I don’t normally do extended blog posts about my personal knitting projects, but we get so many questions about this yarn so I thought I would show you!
Last fall, I knit a Latte Baby Coat for little Levi. It was too big, in the way that baby sweaters should be lest they only fit for a single week, and it kind of made him look like a little Jedi. And thus the nickname “Jedi Robe” was born. After a winter of snowy walks in the woods, Dan expressed some jealousy for Levi’s sweater, which was big and thick and warm (and which he outgrew in March, perfect timing), so I resolved to knit them both one for this coming winter.

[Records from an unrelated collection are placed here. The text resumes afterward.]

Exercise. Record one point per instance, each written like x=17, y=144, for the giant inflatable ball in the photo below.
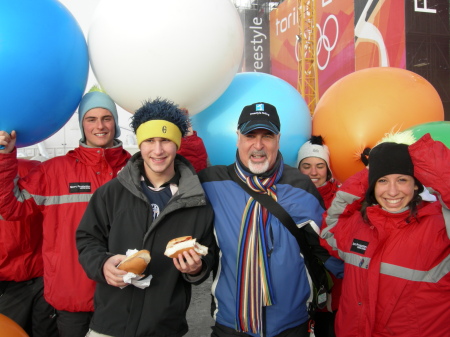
x=184, y=51
x=360, y=108
x=43, y=68
x=217, y=124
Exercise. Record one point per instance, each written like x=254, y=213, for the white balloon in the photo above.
x=184, y=51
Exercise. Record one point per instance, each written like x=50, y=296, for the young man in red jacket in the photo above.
x=21, y=271
x=60, y=190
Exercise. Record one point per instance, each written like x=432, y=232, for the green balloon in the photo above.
x=438, y=130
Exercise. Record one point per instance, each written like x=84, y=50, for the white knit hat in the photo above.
x=314, y=148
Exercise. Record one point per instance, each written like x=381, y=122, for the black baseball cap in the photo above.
x=259, y=116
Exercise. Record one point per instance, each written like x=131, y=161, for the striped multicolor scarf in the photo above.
x=254, y=288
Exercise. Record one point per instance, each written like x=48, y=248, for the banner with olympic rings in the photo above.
x=335, y=47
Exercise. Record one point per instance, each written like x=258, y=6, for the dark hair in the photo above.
x=161, y=109
x=413, y=204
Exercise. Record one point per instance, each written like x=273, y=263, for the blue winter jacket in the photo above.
x=292, y=288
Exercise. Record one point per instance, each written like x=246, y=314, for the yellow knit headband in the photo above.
x=158, y=128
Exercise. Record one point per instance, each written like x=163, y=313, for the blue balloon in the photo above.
x=44, y=67
x=217, y=124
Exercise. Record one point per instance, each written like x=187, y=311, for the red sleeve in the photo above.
x=193, y=149
x=431, y=165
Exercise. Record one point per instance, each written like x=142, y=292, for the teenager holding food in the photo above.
x=157, y=197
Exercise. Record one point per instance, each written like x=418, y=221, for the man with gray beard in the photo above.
x=261, y=286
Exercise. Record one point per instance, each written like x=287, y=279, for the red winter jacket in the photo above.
x=193, y=149
x=397, y=272
x=60, y=189
x=21, y=242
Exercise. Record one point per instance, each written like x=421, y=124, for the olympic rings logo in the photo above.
x=325, y=41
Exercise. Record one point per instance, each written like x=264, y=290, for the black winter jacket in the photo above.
x=118, y=218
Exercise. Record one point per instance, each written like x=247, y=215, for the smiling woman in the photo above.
x=396, y=245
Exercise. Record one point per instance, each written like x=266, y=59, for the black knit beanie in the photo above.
x=389, y=158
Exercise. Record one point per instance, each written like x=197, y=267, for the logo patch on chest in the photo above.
x=79, y=187
x=359, y=246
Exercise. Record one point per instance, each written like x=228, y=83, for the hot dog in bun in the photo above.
x=135, y=263
x=184, y=243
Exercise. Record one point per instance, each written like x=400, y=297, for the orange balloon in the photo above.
x=359, y=109
x=9, y=328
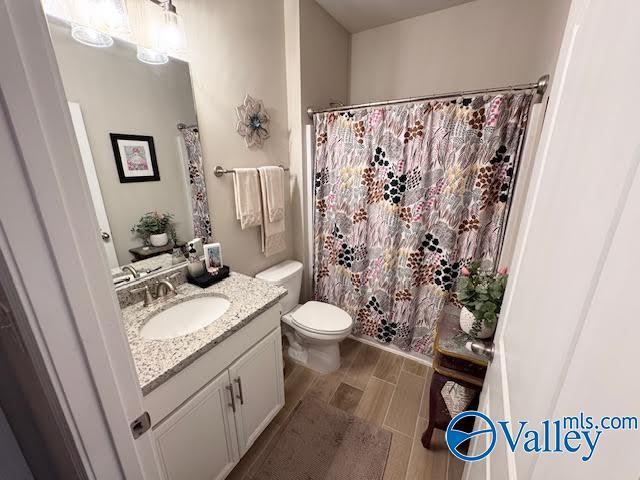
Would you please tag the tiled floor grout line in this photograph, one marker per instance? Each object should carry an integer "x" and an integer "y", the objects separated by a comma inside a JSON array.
[
  {"x": 383, "y": 380},
  {"x": 415, "y": 441},
  {"x": 415, "y": 429}
]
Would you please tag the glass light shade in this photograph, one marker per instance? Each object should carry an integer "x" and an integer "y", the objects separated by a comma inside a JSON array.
[
  {"x": 91, "y": 37},
  {"x": 106, "y": 16},
  {"x": 151, "y": 56},
  {"x": 171, "y": 36}
]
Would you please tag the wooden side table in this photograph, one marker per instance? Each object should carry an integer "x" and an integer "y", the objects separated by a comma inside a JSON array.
[{"x": 452, "y": 362}]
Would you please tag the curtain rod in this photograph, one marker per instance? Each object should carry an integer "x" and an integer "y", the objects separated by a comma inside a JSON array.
[{"x": 540, "y": 86}]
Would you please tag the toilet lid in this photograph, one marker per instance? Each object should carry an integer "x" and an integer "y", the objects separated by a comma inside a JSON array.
[{"x": 321, "y": 317}]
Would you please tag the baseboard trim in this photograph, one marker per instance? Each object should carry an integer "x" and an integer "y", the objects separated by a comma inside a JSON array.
[{"x": 393, "y": 349}]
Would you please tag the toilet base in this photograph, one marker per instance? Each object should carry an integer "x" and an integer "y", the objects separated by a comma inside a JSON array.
[{"x": 318, "y": 355}]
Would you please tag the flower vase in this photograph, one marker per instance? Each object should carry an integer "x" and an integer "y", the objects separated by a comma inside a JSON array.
[{"x": 467, "y": 319}]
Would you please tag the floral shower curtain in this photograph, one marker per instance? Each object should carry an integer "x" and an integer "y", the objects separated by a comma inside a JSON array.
[
  {"x": 199, "y": 202},
  {"x": 405, "y": 195}
]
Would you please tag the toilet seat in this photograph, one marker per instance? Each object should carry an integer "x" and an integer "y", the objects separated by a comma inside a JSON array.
[{"x": 321, "y": 318}]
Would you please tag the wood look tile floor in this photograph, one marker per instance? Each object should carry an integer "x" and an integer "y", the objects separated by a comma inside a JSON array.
[{"x": 383, "y": 388}]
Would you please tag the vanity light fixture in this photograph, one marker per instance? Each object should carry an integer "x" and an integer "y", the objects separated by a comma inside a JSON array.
[
  {"x": 151, "y": 56},
  {"x": 171, "y": 37},
  {"x": 90, "y": 36},
  {"x": 93, "y": 22}
]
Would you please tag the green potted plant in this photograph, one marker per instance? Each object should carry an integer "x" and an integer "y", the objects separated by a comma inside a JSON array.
[
  {"x": 481, "y": 293},
  {"x": 155, "y": 228}
]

We chose Emilien as a starting point for Dan’s sweater as I doubt the basketweave buttonband would fly, and of course it could only be in a single color, “a man color,” and after much perusing and sampling and surveying, he chose my original pick, Blue Moon Fiber Arts Targhee Worsted in Pining 4 Ewe.
Targhee Worsted is everything I love in a yarn. In a word, I’d say it’s wooly. Just how I like it! It’s a nice sturdy worsted weight that will knit up to a true worsted gauge happily and could even take an aran gauge if you like your knits a little drapier. It’s got a lovely stitch definition for cables and ribbing and armhole details.
But of course, the million dollar question, is it soft? And I’ll admit, I’m not really sure how to answer your question, but only because the answer really is, “it depends on what you are comparing it to.”
The majority of our hand-dyed wool yarns are milled with superwash merino, which is by its very nature and incredibly fine and short fiber that has been processed repeatedly until all that’s left are the smoothest bits. It’s very, very soft. Targhee Worsted is milled with Targhee fiber, which is similarly fine and soft, but, unlike merino, Targhee has a lot of crimp to it, which makes it much less smooth, and in this case is also not superwash, which means it’s not processed quite so much, which will also make it less smooth.
What this means for your final yarn is that it is still quite soft by wool standards, but it’s also still got its crimp, and with longer staple lengths you’ll also find it both looks and feels a little more hairy. You know, wooly. It feels like wool, but, fine wool. It manages to simultaneously have a real wool feel and also be soft, but it won’t feel soft next to your cashmerinos. For me, the real test was if Dan could wear it, as he is someone who’s pretty sensitive to wool and alpaca fibers, so I knit him a little swatch and made him tuck it in the collar of his shirt and wear it around. The verdict? Plenty soft, not itchy at all. And so a sweater was born.